Le nouveau cadre est une réponse aux exigences croissantes pour que toute entreprise désireuse de vendre des produits liés à l’agriculture et aux forêts démontre, par des données tangibles, qu’il n’y a pas de destruction de forêts incluse dans ses approvisionnements. Ce faisant, celles qui s’engagent à devancer ces exigences et à investir dans la traçabilité seront mieux positionnées sur un marché valorisant la durabilité réelle.
Pour plus d’informations, référez-vous au site Commission Européenne.
Mon avis :
Le règlement EUDR sur la déforestation représente une avancée significative pour la durabilité, en exigeant la traçabilité des matières premières agricoles et du bois.

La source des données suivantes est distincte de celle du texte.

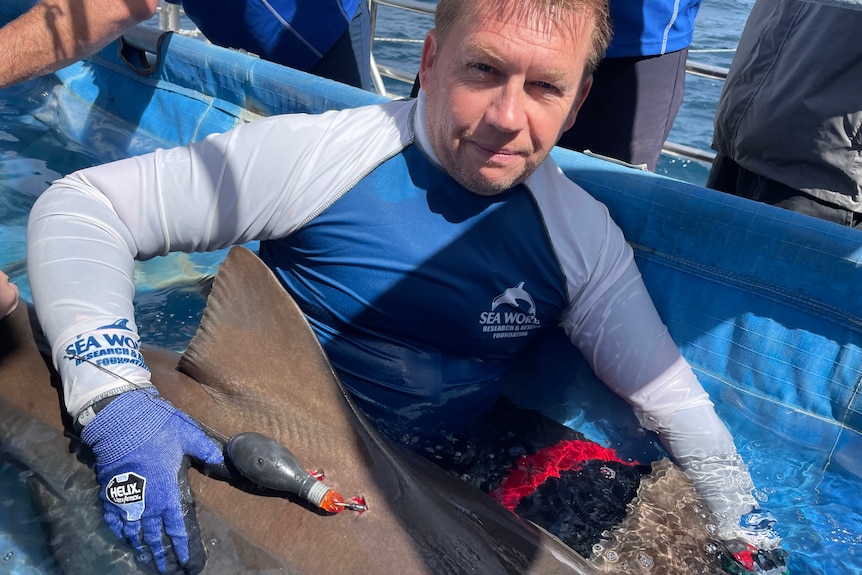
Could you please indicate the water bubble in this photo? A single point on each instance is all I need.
(645, 560)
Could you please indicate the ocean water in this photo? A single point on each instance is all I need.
(818, 514)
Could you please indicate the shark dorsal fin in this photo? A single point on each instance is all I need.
(255, 350)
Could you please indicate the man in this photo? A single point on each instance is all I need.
(639, 86)
(330, 38)
(788, 127)
(428, 242)
(8, 296)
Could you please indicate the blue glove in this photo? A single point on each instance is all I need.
(756, 547)
(141, 443)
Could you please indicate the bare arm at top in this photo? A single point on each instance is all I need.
(56, 33)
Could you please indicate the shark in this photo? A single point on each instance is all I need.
(255, 365)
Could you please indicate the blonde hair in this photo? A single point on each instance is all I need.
(541, 12)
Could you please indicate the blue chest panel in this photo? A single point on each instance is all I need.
(414, 283)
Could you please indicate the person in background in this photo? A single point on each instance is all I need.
(428, 241)
(8, 296)
(330, 38)
(788, 127)
(638, 88)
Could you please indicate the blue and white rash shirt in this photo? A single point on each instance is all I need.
(420, 291)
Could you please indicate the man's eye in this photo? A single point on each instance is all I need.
(484, 68)
(545, 86)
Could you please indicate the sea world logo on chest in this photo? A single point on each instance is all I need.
(512, 314)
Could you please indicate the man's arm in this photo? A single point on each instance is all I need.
(55, 33)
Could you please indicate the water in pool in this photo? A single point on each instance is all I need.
(818, 512)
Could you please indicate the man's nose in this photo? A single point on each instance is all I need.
(507, 111)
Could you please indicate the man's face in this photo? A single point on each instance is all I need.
(500, 93)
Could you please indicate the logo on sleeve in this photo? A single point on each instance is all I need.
(513, 314)
(109, 345)
(126, 491)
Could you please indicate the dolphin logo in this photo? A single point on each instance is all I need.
(119, 324)
(512, 295)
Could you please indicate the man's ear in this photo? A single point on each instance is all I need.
(429, 56)
(582, 97)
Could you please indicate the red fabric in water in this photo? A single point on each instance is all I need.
(530, 471)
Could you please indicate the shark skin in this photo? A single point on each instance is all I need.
(255, 365)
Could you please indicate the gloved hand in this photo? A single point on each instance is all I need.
(755, 547)
(141, 444)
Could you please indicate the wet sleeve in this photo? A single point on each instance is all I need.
(86, 231)
(620, 333)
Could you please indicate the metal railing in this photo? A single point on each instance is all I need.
(169, 19)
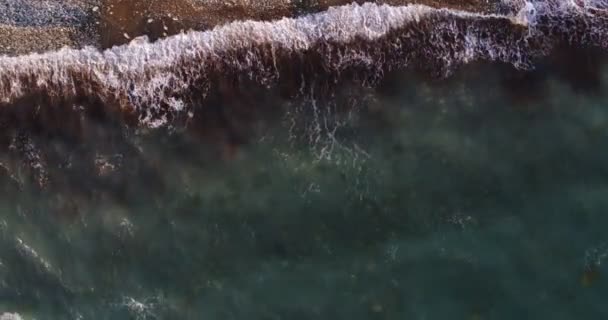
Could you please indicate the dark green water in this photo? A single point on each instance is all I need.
(449, 200)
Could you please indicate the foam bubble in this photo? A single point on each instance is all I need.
(157, 80)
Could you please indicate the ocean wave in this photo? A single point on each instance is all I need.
(157, 83)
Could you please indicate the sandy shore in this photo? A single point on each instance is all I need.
(105, 23)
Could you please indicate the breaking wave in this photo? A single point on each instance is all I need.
(156, 84)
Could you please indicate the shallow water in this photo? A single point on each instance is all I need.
(477, 193)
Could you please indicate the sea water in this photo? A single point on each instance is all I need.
(475, 190)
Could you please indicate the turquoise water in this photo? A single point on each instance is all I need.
(459, 198)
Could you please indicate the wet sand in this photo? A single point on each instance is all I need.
(115, 22)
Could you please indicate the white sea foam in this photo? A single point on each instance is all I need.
(154, 79)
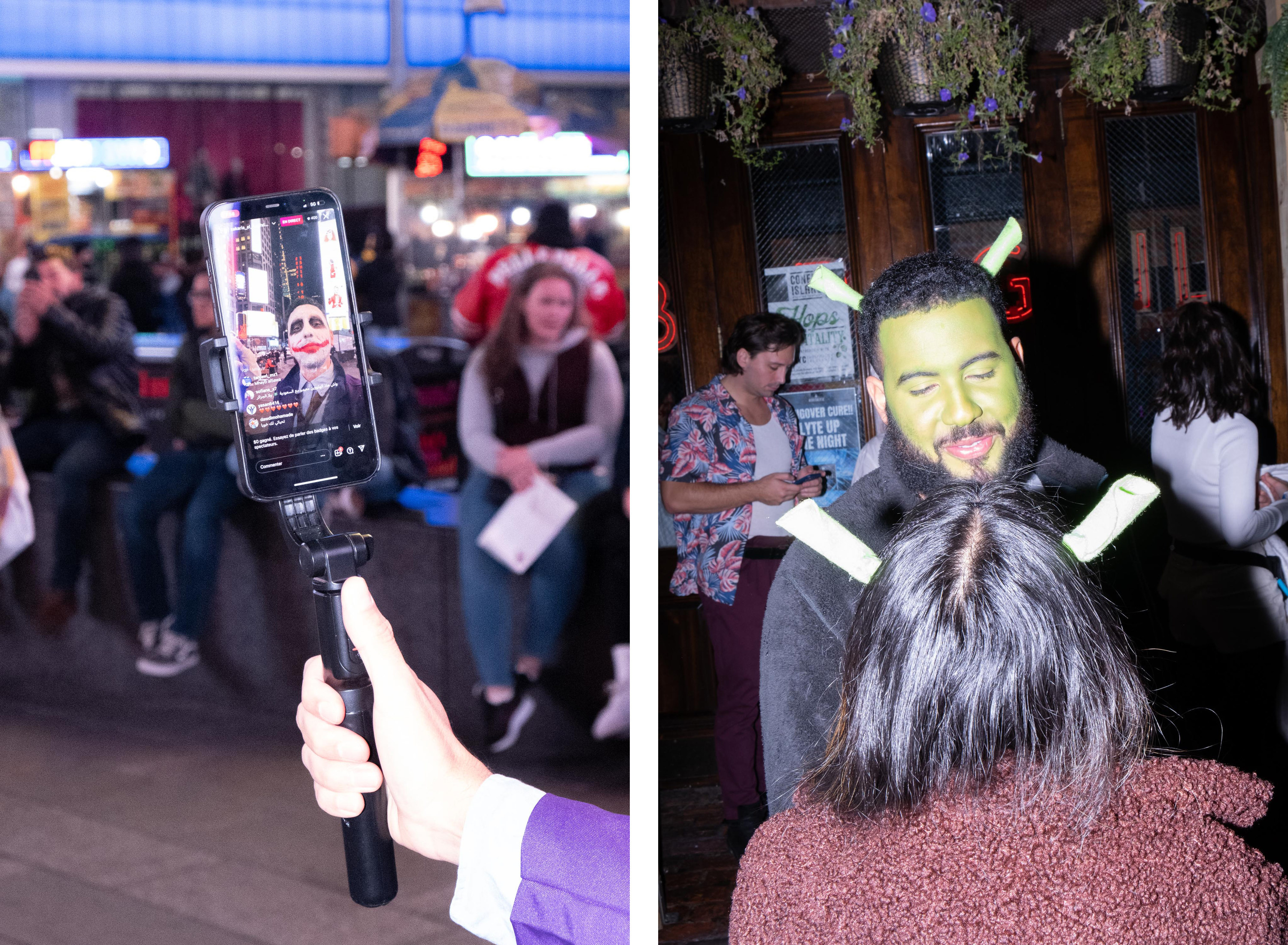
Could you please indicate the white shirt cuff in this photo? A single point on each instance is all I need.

Toutefois, son application complexe et ses exigences strictes pourraient engendrer des coûts importants pour les PME, freinant ainsi leur compétitivité sur le marché européen.
Les questions fréquentes :
Qu’est-ce que le règlement EUDR sur la déforestation ?
Le règlement EUDR (Règlement (UE) 2023/1115) vise à interdire l’importation de matières premières agricoles et de produits forestiers qui contribuent à la déforestation. Il impose aux entreprises de prouver que ces produits sont exempts de déforestation à partir du 31 décembre 2020, en fournissant des preuves de traçabilité, de géolocalisation et de conformité légale.
Quels sont les principaux objectifs du règlement EUDR ?
Les objectifs principaux du règlement EUDR sont de réduire la déforestation et la dégradation forestière à l’échelle mondiale, de diminuer les émissions de gaz à effet de serre liées à la déforestation, et de freiner la perte de biodiversité. Cela inclut également la promotion d’une meilleure gouvernance forestière dans les pays producteurs.
Qui est concerné par les obligations du règlement EUDR ?
Les obligations s’appliquent aux « opérateurs », qui introduisent pour la première fois des produits sur le marché de l’UE, ainsi qu’aux « commerçants », qui commercialisent ces produits au sein de l’UE. Les petites et moyennes entreprises ont un régime simplifié, tandis que les grandes entreprises doivent se conformer à des exigences plus strictes.
Quelles sont les sanctions en cas de non-conformité au règlement EUDR ?
En cas de non-conformité, les autorités peuvent imposer des mesures correctives, telles que l’interdiction de vendre ou d’exporter des produits concernés, et des sanctions administratives peuvent être appliquées, y compris des amendes pouvant atteindre 4 % du chiffre d’affaires annuel total pour les personnes morales.